= John A. Fitch =

American economist (1881–1959)

The Steel Workers, Fitch's best known book

John Andrews Fitch (1881-1959) was an American writer, teacher, and pioneering social investigator of the Progressive Era. He is best known for his contributions to The Pittsburgh Survey, a landmark study of social conditions in an archetypal U.S. industrial city.

Born in South Dakota, he was a 1904 graduate of Yankton College. He taught at Nebraska's Weeping Water Academy before enrolling at the University of Wisconsin–Madison for graduate studies in political economy.
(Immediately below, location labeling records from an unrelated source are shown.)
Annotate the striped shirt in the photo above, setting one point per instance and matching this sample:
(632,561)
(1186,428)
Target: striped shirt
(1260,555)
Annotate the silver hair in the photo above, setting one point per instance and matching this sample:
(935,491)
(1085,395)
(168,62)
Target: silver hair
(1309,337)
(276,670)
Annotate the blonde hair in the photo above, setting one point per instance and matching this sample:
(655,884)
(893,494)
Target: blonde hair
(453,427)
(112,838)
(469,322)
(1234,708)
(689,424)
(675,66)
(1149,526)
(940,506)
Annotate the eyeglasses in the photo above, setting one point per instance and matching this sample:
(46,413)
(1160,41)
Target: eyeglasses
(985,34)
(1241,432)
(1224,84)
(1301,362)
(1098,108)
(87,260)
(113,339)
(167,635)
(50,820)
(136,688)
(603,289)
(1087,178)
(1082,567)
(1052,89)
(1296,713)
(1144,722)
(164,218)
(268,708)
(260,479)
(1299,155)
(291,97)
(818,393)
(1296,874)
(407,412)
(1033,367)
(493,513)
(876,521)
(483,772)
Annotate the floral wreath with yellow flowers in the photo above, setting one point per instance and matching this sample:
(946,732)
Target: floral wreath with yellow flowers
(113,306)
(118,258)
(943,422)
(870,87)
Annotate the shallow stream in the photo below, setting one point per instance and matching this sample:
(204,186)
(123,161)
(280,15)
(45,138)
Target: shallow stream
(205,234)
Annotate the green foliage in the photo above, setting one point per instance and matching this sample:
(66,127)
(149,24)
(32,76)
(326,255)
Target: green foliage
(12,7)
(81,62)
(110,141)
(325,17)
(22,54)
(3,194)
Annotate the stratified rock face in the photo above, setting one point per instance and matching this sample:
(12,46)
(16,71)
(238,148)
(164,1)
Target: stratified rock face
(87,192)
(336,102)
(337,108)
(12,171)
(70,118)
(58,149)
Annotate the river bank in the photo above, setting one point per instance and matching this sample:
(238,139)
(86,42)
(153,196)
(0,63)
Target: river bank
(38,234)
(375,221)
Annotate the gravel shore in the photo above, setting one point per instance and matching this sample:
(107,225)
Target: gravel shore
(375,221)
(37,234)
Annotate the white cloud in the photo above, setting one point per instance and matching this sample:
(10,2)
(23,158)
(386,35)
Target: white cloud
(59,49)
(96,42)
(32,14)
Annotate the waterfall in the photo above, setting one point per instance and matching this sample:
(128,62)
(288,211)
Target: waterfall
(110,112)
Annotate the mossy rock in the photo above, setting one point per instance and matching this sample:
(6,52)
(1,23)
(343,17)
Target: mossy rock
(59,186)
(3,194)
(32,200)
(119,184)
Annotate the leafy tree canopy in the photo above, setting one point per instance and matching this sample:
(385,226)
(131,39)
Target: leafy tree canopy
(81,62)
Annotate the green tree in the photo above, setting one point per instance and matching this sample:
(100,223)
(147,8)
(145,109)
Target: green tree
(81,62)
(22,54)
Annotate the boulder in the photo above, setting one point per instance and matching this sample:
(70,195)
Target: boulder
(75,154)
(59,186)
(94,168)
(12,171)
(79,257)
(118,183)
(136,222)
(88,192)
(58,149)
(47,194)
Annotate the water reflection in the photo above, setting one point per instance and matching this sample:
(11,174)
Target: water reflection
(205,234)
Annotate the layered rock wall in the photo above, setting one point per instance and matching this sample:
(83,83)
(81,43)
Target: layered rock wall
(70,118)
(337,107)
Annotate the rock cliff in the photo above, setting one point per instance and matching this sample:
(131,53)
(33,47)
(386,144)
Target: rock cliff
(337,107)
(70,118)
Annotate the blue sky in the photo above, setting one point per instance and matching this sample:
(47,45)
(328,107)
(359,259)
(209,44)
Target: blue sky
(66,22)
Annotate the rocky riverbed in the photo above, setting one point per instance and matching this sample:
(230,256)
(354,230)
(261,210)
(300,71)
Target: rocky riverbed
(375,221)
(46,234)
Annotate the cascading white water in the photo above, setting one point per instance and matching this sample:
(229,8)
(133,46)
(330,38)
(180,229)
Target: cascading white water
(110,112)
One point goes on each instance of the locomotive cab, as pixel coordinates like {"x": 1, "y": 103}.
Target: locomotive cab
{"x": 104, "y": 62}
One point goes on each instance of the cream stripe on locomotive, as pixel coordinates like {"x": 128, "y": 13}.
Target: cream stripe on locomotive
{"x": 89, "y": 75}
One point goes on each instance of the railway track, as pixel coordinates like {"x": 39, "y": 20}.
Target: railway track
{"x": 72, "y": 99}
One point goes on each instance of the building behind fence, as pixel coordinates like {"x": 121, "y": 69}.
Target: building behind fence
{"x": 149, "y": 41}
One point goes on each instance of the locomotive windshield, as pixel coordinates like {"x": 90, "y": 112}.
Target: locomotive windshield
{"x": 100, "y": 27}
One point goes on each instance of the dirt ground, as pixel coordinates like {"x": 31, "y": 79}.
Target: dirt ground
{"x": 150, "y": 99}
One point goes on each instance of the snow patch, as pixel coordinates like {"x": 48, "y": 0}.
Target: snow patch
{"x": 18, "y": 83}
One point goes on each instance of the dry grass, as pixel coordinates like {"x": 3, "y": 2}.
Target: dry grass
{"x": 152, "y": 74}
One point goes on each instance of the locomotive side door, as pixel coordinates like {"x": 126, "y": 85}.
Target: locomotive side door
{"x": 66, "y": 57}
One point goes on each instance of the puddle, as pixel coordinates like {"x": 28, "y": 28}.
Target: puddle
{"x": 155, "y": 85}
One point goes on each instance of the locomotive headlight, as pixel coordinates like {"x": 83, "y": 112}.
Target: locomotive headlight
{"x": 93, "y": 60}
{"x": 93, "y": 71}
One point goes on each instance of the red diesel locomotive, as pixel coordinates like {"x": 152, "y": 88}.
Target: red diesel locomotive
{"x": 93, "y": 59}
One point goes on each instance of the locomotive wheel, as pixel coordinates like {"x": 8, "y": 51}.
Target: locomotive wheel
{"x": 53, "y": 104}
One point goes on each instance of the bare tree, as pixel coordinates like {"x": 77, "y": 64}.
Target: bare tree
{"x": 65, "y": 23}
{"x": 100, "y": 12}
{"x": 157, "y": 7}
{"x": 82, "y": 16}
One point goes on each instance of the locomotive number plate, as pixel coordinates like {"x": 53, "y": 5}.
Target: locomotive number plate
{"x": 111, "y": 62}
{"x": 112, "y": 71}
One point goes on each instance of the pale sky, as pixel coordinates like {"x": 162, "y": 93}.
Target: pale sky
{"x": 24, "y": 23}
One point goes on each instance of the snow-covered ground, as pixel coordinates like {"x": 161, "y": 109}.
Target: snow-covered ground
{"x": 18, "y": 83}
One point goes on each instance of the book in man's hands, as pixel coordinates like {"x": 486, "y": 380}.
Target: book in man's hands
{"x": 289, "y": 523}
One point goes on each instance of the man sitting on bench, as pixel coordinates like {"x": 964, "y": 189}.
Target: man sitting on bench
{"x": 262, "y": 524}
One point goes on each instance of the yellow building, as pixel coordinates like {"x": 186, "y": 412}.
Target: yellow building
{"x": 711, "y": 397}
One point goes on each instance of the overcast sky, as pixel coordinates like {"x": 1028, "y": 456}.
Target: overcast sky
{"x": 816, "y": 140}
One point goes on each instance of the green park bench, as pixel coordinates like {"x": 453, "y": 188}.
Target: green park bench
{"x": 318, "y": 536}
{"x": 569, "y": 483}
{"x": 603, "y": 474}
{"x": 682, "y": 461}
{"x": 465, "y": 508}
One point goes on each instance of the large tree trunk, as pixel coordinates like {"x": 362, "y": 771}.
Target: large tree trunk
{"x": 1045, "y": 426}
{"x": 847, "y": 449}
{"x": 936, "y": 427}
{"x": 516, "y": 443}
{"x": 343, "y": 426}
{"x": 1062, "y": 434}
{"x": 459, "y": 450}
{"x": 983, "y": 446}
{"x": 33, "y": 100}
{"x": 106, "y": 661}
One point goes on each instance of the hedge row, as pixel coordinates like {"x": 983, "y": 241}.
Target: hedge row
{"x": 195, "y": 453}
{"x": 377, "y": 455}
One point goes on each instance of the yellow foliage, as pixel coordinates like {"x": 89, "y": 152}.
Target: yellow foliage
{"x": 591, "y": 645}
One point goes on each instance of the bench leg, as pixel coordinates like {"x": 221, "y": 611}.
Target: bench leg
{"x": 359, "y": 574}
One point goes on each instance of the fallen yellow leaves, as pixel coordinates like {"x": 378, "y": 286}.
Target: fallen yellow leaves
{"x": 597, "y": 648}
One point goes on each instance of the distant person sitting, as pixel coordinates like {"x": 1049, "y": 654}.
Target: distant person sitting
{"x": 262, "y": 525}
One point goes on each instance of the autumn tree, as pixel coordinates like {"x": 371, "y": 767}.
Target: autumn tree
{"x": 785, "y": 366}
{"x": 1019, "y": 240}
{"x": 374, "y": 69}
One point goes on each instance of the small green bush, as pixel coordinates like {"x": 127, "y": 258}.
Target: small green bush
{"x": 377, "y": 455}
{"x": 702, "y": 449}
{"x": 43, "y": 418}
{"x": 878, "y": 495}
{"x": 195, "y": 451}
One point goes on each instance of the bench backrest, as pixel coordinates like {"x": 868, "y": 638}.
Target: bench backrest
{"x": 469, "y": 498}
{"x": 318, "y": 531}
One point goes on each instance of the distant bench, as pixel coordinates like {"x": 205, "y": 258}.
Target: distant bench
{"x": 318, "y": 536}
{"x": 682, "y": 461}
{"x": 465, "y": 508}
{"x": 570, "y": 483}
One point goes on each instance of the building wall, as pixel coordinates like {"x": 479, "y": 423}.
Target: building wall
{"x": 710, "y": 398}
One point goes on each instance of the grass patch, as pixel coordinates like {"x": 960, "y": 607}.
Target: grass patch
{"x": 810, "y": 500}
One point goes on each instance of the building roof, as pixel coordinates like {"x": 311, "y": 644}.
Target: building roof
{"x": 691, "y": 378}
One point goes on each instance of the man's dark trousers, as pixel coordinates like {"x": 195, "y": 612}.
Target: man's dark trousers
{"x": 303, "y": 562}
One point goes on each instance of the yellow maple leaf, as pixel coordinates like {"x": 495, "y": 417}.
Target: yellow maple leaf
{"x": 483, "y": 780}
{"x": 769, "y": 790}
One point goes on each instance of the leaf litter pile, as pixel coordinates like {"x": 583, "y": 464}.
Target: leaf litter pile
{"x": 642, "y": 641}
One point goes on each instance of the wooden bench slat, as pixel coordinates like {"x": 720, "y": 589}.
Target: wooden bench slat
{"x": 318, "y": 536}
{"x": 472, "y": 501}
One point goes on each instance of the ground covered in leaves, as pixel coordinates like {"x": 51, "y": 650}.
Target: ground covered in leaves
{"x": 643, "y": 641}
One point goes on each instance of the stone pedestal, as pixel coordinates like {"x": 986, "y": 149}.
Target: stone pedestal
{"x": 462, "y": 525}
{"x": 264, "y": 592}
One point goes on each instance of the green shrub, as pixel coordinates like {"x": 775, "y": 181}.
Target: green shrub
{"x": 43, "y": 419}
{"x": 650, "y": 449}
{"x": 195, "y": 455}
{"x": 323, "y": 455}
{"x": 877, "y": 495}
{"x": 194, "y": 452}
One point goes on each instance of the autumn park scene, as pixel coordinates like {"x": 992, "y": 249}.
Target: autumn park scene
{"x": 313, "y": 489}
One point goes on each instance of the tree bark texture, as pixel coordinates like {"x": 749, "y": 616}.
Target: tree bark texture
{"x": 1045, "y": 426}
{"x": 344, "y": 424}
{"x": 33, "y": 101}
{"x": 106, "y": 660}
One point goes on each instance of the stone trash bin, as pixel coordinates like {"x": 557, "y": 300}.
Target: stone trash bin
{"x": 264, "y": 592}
In the fall of 1907 he joined with his professor, John R. Commons, on a trip to Pittsburgh, Pennsylvania to begin work with dozens of other progressives on an ambitious sociological study: Paul Kellogg's Pittsburgh Survey, funded by the Russell Sage Foundation. Fitch spent more than a year interviewing steel workers. The resulting book, The Steel Workers, was published in 1910, one of the Survey's six published volumes. It remains a classic depiction of a key industry in early twentieth-century America.

Fitch, after a brief stint working for the New York Department of Labor, was an editor and writer for Paul Kellogg's Survey, America's leading social work journal. Beginning in 1917 Fitch taught labor relations as a professor at the New York School of Social Work, where he retired in 1946.